Picked up a '18 XTX

IMO you need to experiment with pre-load on the front skid shock until you find your happy place -which can be different for everyone as well as depending on your ski setup. Once you do that the sled fills it potentially for great handling. C&As are expensive but theres a reason racers use them. Same goes for snowtrackers. The reason I took the snowtrackers off is that I needed too much ski pressure with them to minimize understeer. Pilots Curves Mohawks XPTs Cat single keel or now Yamaha Stryke (I'll bet) all can be made to work with setting suspension for you.

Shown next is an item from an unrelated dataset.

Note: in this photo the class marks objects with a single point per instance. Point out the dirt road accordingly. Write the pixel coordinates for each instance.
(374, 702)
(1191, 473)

And this is where I am struggling, do I want to spend a bunch of time trying to get the suspension set up on the stock skis or just buy new ones this summer and tune the suspension on that. On trail I think I could make the stock skis work but I may need to have a trade-off in handling so I can still pick the front end out of deep snow. Admittedly it took me almost a full season of messing around to get my old '06 Fusion to ride exactly how I like it on/off the trail and expect the sidewinder to take as much or more work.
 
I would strongly advise against curve skis. They are good no doubt, but we encountered one problem this year on our 2 week Quebec trip. A guy running curve skis lost his carbide somewhere. He thinks likely when we crossed some railroad tracks. You cannot find a carbide for that ski anywhere. At least if you have pilot skis, you can go to any skidoo dealer and pick some up. He ruined his ski by running the next 800 miles without a carbide. I have the 6.9's on my winder, and they work great.
Why not improvise drilling new holes?
 
And this is where I am struggling, do I want to spend a bunch of time trying to get the suspension set up on the stock skis or just buy new ones this summer and tune the suspension on that. On trail I think I could make the stock skis work but I may need to have a trade-off in handling so I can still pick the front end out of deep snow. Admittedly it took me almost a full season of messing around to get my old '06 Fusion to ride exactly how I like it on/off the trail and expect the sidewinder to take as much or more work.
There's a lot of data on this. Yes there are members who warmed up to tuners . I think most of them like snowtrackers. BUT there are many a good reason the only new full Yamaha snow product is the Stryke ski. They spent so much time and resources on ski development they had no time to build us a new CF chassis. Tuners blow.